We left that place, treasureless and afraid, not even having looted Vigfus's men. By the time we had got back across the timber bridge—knocking it spinning into the waterfalled chasm after everyone was safely across—and down the steps, the storm had ended. The sun was out, the sky a clear-washed cloudless blue, and the ground steamed in the heat. But every leaf had a muddy wash, rapidly drying to dust in the heat.
At the stream, we refilled leather skins and bottles, soaked our heads, and considered how best to go on.
There were seven of us with wounds likely to slow everyone down and I was one of them, but we were paired with others who helped us back up the brush-covered ravines and on to the steppe.
Thereafter, it was simply a long world of pain, step by fire-laced step, hour after hour, back to Kiev.
That ankle has never been right since; it aches in cold weather and, now and then, simply gives out and throws me over like a sack of grain, always when I am trying to impress with my gravitas and dignity. Each time it flicks pain at me, I remember Gunnar Raudi.
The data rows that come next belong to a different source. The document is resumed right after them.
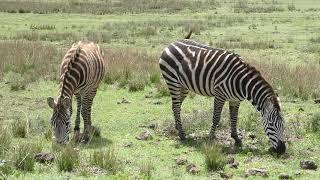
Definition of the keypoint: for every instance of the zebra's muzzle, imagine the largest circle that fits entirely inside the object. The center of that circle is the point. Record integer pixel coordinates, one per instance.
(280, 149)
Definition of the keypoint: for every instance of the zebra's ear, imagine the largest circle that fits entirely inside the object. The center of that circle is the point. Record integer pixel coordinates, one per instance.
(66, 102)
(51, 102)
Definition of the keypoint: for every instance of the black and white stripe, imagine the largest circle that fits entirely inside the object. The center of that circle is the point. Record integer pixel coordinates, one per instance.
(82, 69)
(187, 65)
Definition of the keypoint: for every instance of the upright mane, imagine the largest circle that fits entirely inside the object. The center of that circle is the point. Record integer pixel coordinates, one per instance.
(67, 63)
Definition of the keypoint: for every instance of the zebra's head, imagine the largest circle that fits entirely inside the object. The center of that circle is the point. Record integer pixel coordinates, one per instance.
(60, 119)
(274, 124)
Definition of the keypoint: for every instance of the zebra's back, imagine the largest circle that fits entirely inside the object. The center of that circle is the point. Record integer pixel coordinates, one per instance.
(82, 68)
(198, 67)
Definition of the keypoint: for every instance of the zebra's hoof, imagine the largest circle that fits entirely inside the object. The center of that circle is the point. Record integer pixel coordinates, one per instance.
(85, 139)
(182, 137)
(238, 143)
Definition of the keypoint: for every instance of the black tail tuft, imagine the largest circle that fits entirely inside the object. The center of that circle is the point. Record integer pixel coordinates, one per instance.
(189, 35)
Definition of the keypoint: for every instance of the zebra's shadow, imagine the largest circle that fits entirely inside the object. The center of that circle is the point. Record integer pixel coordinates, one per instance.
(97, 142)
(199, 144)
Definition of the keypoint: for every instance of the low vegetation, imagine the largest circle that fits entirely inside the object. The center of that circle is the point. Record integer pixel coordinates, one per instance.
(106, 159)
(214, 158)
(68, 158)
(277, 37)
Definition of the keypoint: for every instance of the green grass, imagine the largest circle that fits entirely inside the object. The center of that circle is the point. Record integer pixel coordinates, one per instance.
(280, 38)
(120, 123)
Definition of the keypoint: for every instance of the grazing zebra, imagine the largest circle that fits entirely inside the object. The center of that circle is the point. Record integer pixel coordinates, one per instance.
(82, 69)
(187, 65)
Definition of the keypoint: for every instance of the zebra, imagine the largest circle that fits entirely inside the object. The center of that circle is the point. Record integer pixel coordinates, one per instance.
(82, 70)
(187, 65)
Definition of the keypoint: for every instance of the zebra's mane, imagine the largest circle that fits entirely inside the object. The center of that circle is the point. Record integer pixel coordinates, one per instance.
(69, 62)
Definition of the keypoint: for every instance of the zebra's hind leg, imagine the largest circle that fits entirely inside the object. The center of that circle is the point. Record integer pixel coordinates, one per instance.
(86, 114)
(234, 109)
(217, 109)
(77, 136)
(178, 94)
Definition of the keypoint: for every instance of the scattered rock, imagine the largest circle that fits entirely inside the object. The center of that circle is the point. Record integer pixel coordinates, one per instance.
(96, 170)
(234, 165)
(123, 101)
(150, 126)
(127, 145)
(225, 175)
(248, 159)
(146, 135)
(148, 96)
(2, 162)
(284, 176)
(44, 157)
(251, 135)
(192, 168)
(257, 172)
(298, 173)
(158, 103)
(181, 160)
(308, 164)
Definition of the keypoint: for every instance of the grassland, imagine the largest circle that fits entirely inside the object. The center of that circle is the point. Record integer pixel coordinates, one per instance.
(281, 39)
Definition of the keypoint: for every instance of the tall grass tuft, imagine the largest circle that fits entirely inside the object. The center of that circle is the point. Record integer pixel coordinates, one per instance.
(5, 140)
(146, 169)
(23, 156)
(106, 159)
(214, 158)
(19, 128)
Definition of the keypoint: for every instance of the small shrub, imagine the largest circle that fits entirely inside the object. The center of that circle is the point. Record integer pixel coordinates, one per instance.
(145, 170)
(19, 128)
(162, 89)
(23, 157)
(15, 80)
(314, 124)
(5, 140)
(214, 158)
(68, 159)
(48, 134)
(136, 84)
(105, 159)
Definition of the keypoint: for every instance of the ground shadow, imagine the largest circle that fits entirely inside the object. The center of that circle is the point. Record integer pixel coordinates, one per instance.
(200, 142)
(97, 142)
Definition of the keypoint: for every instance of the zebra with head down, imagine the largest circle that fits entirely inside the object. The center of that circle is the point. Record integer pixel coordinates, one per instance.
(82, 69)
(187, 65)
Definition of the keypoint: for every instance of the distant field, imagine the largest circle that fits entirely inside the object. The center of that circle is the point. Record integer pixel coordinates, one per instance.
(282, 39)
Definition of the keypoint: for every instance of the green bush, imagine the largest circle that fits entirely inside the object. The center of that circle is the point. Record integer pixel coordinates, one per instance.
(214, 158)
(105, 159)
(145, 170)
(19, 128)
(68, 159)
(23, 156)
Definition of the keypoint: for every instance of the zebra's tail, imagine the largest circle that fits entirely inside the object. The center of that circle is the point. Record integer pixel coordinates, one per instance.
(189, 34)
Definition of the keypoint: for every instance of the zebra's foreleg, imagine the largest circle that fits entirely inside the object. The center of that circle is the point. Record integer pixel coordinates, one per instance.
(77, 122)
(217, 109)
(86, 114)
(234, 109)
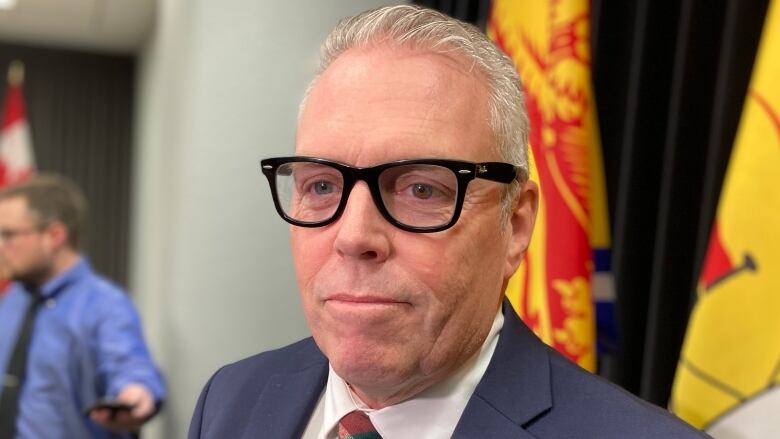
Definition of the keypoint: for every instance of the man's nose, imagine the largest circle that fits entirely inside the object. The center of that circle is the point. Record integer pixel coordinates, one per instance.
(363, 232)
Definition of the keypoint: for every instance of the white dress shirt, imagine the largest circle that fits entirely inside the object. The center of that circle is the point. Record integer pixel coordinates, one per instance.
(433, 413)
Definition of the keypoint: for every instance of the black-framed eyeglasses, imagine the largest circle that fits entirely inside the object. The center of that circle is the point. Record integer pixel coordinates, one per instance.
(7, 235)
(421, 195)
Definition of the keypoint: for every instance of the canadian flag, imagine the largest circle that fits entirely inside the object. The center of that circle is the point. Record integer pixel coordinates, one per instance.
(16, 155)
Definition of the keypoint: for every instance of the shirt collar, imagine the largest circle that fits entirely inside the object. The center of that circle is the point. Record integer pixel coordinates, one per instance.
(433, 413)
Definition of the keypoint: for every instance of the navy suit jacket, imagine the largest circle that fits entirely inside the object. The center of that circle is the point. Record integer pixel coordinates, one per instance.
(528, 391)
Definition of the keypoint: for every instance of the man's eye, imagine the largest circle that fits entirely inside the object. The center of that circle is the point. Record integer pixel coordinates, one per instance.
(422, 191)
(323, 187)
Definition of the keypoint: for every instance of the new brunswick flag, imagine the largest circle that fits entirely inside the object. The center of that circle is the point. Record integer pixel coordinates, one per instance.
(728, 377)
(549, 40)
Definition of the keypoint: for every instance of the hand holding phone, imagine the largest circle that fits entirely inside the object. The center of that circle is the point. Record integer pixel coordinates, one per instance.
(112, 406)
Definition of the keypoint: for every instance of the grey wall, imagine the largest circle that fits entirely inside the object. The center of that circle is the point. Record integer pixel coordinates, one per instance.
(211, 271)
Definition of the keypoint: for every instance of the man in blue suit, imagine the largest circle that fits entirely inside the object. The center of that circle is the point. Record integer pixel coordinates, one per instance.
(411, 207)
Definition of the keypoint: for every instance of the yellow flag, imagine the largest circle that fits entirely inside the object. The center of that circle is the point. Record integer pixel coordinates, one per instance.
(729, 372)
(549, 40)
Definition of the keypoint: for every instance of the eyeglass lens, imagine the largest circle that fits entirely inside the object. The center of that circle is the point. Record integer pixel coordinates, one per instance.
(417, 195)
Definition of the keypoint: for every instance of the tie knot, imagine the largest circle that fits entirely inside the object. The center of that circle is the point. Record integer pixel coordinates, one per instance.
(357, 425)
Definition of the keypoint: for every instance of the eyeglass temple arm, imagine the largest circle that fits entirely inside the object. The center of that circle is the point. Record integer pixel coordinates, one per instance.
(500, 172)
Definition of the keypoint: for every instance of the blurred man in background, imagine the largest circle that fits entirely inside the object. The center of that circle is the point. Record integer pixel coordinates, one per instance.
(72, 353)
(411, 208)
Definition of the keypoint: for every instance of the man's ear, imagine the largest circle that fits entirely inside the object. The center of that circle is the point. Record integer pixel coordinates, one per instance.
(521, 223)
(56, 235)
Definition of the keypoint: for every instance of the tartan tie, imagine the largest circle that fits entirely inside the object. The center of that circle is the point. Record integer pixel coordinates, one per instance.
(16, 370)
(357, 425)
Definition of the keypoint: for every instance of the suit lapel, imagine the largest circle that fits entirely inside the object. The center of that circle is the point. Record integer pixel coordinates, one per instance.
(516, 387)
(286, 403)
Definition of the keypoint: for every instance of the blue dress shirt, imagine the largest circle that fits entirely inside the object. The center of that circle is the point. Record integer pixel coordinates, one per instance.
(86, 345)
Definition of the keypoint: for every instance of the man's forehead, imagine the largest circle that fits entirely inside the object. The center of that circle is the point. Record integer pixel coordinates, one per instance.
(14, 210)
(398, 100)
(428, 68)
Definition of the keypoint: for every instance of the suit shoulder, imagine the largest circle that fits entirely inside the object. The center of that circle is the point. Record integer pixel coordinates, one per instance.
(593, 407)
(259, 367)
(227, 399)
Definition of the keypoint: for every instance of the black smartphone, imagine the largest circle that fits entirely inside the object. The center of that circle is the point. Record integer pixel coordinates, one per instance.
(113, 406)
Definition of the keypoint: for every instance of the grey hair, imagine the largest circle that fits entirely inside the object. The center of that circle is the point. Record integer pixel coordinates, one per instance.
(422, 28)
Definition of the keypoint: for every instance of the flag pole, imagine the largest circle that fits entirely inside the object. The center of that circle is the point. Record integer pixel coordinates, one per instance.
(15, 73)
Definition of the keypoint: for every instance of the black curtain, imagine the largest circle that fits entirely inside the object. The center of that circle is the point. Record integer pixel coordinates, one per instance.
(79, 108)
(669, 79)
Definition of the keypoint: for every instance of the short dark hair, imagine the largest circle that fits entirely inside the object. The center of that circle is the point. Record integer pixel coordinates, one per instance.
(54, 198)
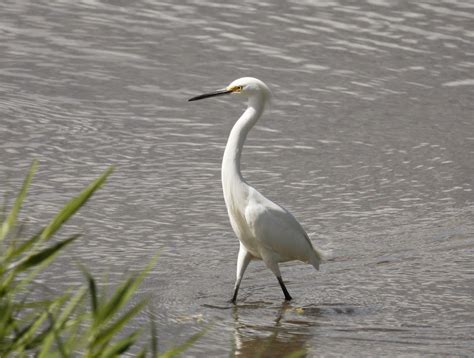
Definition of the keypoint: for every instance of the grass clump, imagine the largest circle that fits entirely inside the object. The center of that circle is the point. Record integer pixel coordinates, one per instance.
(79, 322)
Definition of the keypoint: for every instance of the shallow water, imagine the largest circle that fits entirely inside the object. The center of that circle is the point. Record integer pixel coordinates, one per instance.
(369, 143)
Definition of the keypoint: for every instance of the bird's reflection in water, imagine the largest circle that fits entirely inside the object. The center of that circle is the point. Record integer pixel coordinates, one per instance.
(288, 334)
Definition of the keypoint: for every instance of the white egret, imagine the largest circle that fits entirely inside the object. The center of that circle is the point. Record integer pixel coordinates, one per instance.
(266, 231)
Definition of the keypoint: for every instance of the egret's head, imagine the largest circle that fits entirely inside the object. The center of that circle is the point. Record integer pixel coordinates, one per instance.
(247, 87)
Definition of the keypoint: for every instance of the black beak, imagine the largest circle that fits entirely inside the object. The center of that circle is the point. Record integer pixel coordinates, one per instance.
(211, 94)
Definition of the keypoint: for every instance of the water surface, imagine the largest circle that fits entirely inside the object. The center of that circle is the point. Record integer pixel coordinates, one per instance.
(369, 142)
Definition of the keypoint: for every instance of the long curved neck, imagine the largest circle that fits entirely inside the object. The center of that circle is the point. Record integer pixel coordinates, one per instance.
(235, 143)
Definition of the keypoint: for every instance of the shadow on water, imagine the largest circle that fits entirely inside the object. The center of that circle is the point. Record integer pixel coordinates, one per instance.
(263, 330)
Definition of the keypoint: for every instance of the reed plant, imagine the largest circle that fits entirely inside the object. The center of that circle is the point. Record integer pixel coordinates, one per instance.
(84, 321)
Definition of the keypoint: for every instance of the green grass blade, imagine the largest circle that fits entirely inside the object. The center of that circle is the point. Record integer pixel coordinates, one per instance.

Others suffered much more. By the second day, the man whose forearm had been speared was running a high fever and his arm had swollen like a balloon. By the time we reached the outskirts of Kiev he was being carried in a cloak held at all four corners by his oarmates, drenched in sweat and moaning piteously, while the arm had turned black to the armpit.
Illugi tried what he knew, a potion made from bark of aspen, quickbeam, willow and wych-elm: fifteen barks in all made up this one. It failed, so he tried a poultice made from the ashes of burned hair and everyone contributed some, even Bersi, whose waist-length flame-red hair had never, ever been cut and who believed it bad luck to do so.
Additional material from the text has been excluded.